Introducing the ‘my health, our family’ study

Stream: Understanding the family life of transmissible infections
Date: Tuesday, 10 September 2019
Time: 3.45 pm – 5.05 pm


As the management of blood borne viruses undergoes rapid change, the families of those affected by HIV, hepatitis B and hepatitis C are also living through and responding to those changes. Yet both health and social policy responses have remained largely focused on the individual, with less known about the role and experiences of families. The ‘my health, our family’ study was funded by an Australian Research Council Discovery Project Grant, bringing together expertise in the social aspects of infectious disease and on care, families, and social policy. This qualitative study was the first to document the stories of Australian families affected by stigmatized transmissible infections, and to gather the insights of stakeholders working in health and social policy. This symposium will feature a series of presentations from members of the research team who will each discuss a number of key findings with the aim of extending understandings of how serodiscordance (i.e., mixed infection status) is enacted and managed in everyday family life. We also aim to build policy and practice recommendations for how knowledge about the family life of transmissible infections can inform the design and delivery of services, and to deepen knowledge on how contemporary families are constructed in the context of health and illness. To facilitate discussion, the session will be streamed online, so community members, policymakers and clinicians located in different parts of Australia can take part, to help us ensure that the study can make valuable and enduring contributions to both health and social policy.
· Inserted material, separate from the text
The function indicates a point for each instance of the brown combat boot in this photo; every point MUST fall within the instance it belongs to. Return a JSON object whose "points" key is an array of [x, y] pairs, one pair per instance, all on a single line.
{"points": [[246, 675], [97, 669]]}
Christy Newman (Presenter), Centre for Social Research in Health
Christy Newman is Associate Professor at the Centre for Social Research in Health, where she has investigated a broad range of social issues relating to health, sexuality and relationships over the last 15 years. Primarily a qualitative researcher, she works across a range of collaborative and multidisciplinary projects, particularly in the fields of sexual and reproductive health and blood borne virus prevention and care, and extending to sexual and gender diversity, child and family wellbeing, harm reduction, mental health, migrant and refugee health, and Aboriginal health. She is the lead Investigator of the 'my health, our family' study.